7. Agenda, papers, and minutes
The Secretariat, and relevant support within the Risk and Quality Team, will develop an agenda under supervision of the Chair. The agenda and associated documents will be provided to members not less than 5 working days prior to the meeting.
Under the supervision of the Chair, the Secretariat or nominated delegate will coordinate the keeping of meeting minutes and action items. The Chair approved minutes, or relevant extracts from them, will be published after the Committee has signed off on the final version of the meeting minutes.
8. Conduct of the Committee
Members of the Committee are expected to understand and observe the legal requirements of the PGPA Act and PGPA Rule. Members are also expected to:
- act in the best interests of the entity as a whole;
- apply good analytical skills, objectivity and good judgment;
- express opinions constructively and openly, raise issues that relate to the Committee’s responsibilities and pursue independent lines of enquiry; and
- contribute the time required to meet their responsibilities.
Committee members must not use or disclose information obtained by the Committee except in meeting the Committee’s responsibilities, or unless expressly agreed by the CEO.
9. Conflicts of interest
Members of the Committee will provide written declarations annually, through the Chair, to the CEO declaring any material personal interests they may have in relation to their responsibilities. External members should consider past employment, consultancy arrangements and related party issues in making these declarations and the CEO, in consultation with the Chair, should be satisfied that there are sufficient processes in place to manage any real or perceived conflict.
At the beginning of each Committee meeting, members are required to declare any material personal interests that may apply to specific matters on the meeting agenda.
Where required by the Chair, the member will be requested to recuse themselves from the meeting or from the Committee’s consideration of the relevant agenda item(s).
The Chair is also responsible for deciding, in consultation with the CEO where appropriate, if he/she should recuse themselves from the meeting or from the Committee’s consideration of the relevant agenda item(s). Details of material personal interests declared by the Chair and other members, and actions taken, will be appropriately recorded in the minutes.
10. Induction and development
New members are expected to participate in an induction and orientation program upon appointment, including management briefings and site visits.
Members will be given the opportunity to undertake ongoing and continuous education to improve and maintain skills and knowledge to perform their role effectively.

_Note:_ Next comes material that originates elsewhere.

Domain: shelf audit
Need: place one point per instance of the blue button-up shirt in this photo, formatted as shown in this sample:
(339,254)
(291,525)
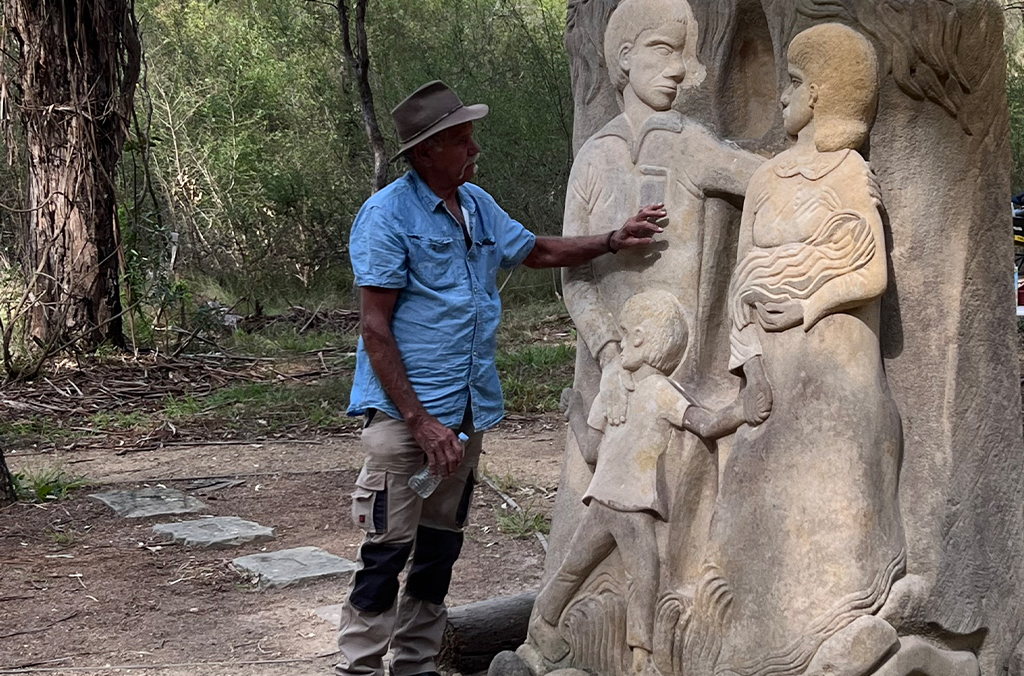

The Committee will, as often as necessary, and at least once a year, report to the CEO on its operation and activities during the year and confirm to the CEO that all functions outlined in this Charter have been satisfactorily addressed.
The Committee may, at any time, report to the CEO any other matter it deems of sufficient importance to do so. In addition, at any time an individual Committee member may request a meeting with the CEO.
The Chair of the Committee, in consultation with the CEO, will undertake an annual review of the performance of the Committee.
The review will be conducted on a self-assessment basis (unless otherwise determined by the CEO) with appropriate input sought from the CEO, Committee members, senior management, the internal and external auditors, Chief Financial Officer, and any other relevant stakeholders, as determined by the CEO.
The Chair will provide advice to the CEO on an external member’s performance where an extension of the member’s tenure is being considered.
The Committee will review this Charter and as necessary, revise it at least biennially, or otherwise as required.
This review will include consultation with the CEO.
Any substantive changes to the Charter will be recommended by the Committee and formally approved by the CEO.